Пометы думных дьяков.

Думные дьяки, как лица постоянно близкие к царю, тоже помечали часто челобитные, и их пометы имели такое же значение, как пометы челобитных дьяков. В XVII в. по временам бывало, что думные почти совсем заслоняли в этом деле челобитных дьяков. Здесь многое, очевидно, зависело от личного состава Челобитного приказа и от степени расположения к нему царя.
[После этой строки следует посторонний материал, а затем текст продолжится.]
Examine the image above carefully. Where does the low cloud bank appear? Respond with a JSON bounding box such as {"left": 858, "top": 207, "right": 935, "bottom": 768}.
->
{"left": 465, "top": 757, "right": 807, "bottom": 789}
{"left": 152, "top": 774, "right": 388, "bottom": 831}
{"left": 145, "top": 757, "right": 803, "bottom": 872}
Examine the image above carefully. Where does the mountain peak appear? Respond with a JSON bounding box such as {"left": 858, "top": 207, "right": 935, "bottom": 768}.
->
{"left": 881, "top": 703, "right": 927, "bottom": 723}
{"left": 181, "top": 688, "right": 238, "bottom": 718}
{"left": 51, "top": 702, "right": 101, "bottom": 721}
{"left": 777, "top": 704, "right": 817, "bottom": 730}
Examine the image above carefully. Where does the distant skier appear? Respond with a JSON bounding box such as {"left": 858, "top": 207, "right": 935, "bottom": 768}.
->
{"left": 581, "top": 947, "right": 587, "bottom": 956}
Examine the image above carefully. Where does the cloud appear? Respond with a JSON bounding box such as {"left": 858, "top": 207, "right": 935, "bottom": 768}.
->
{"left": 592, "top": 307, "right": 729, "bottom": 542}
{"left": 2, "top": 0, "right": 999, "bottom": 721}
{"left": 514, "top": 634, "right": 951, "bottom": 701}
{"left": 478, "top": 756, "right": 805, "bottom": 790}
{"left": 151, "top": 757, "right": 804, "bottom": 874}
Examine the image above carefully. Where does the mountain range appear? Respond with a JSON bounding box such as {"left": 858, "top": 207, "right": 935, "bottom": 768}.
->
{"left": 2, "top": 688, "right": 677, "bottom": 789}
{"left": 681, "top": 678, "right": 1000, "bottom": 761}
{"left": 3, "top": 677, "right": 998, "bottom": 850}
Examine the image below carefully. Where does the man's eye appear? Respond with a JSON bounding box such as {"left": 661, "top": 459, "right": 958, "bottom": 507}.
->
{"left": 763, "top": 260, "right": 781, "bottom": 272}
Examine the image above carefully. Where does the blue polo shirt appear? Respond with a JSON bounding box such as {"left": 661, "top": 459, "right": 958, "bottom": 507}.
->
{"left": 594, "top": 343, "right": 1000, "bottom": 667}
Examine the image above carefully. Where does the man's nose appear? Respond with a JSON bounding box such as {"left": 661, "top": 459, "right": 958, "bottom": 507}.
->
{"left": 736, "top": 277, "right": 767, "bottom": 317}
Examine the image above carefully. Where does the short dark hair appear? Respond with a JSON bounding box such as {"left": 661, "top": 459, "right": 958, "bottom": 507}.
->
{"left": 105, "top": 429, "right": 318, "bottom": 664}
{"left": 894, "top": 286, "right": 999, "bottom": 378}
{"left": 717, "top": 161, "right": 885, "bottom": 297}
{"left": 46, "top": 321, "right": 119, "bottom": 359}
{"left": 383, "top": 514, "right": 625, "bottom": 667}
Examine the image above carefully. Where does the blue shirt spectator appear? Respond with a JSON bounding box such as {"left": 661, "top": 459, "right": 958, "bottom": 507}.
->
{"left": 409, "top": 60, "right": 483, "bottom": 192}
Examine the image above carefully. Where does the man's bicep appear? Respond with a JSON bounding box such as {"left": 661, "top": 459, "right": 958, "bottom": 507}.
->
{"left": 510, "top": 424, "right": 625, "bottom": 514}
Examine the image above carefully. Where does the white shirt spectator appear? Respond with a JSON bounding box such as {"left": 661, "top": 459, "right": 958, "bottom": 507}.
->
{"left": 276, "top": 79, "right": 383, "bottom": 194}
Доклады государю из приказов. Когда приказ затруднялся решить какое-нибудь дело, то он докладывал его государю и боярам. Доклады могли быть устными, но чаще бывали писанные. Очень важно отметить, что определенных правил относительно того, какие дела приказы могут вершить сами, а какие они должны докладывать царю, не существовало. По этому вопросу источники XVI и XVII в. в. выражаются одинаково: «а которого дела за чем (т. е. почему-либо) вершить не мочно, и о том деле, выписывать, докладывать царя и бояр». Такая формулировка вопроса для нас кажется невразумительной, но московские государи, очевидно, не опасались чрезмерной самостоятельности приказов, так как для последних всегда было выгоднее сложить с себя при помощи доклада ответственность на царя, тем более, что царь, не зная всех тонкостей дела, решал его по их же подсказу. Таким образом, определить, какое дело можно вершить, а какое нельзя, предоставлялось чутью и такту заведующих. Есть указания на то, что приказные иногда советовались частным образом с влиятельными думными людьми и решали дело самостоятельно или докладывали его царю, смотря по обстоятельствам. Думные приказные могли делать приказы во дворце, но не думные, - а таких было много, - должны были, подобно челобитчикам, ловить государя на выходах, богомольях и в церквях во время служб и делать свои доклады наспех при весьма неподходящей обстановке. Такая постановка вопроса о докладах в середине XVII в. становится явно неудобной. Многочисленные, часто неважные доклады отнимают у царя много времени и возлагают на него ответственность по таким сложным вопросам техники управления, которые трудно решить правильно в той обстановке, в которой происходили многие доклады, и вполне могли бы быть предоставлены подчиненным органам управления. Одновременно с этим несамостоятельность приказов замедляет ведение дел, принося только вред. Слабое развитие общего права вскрывает нам причины этого порядка.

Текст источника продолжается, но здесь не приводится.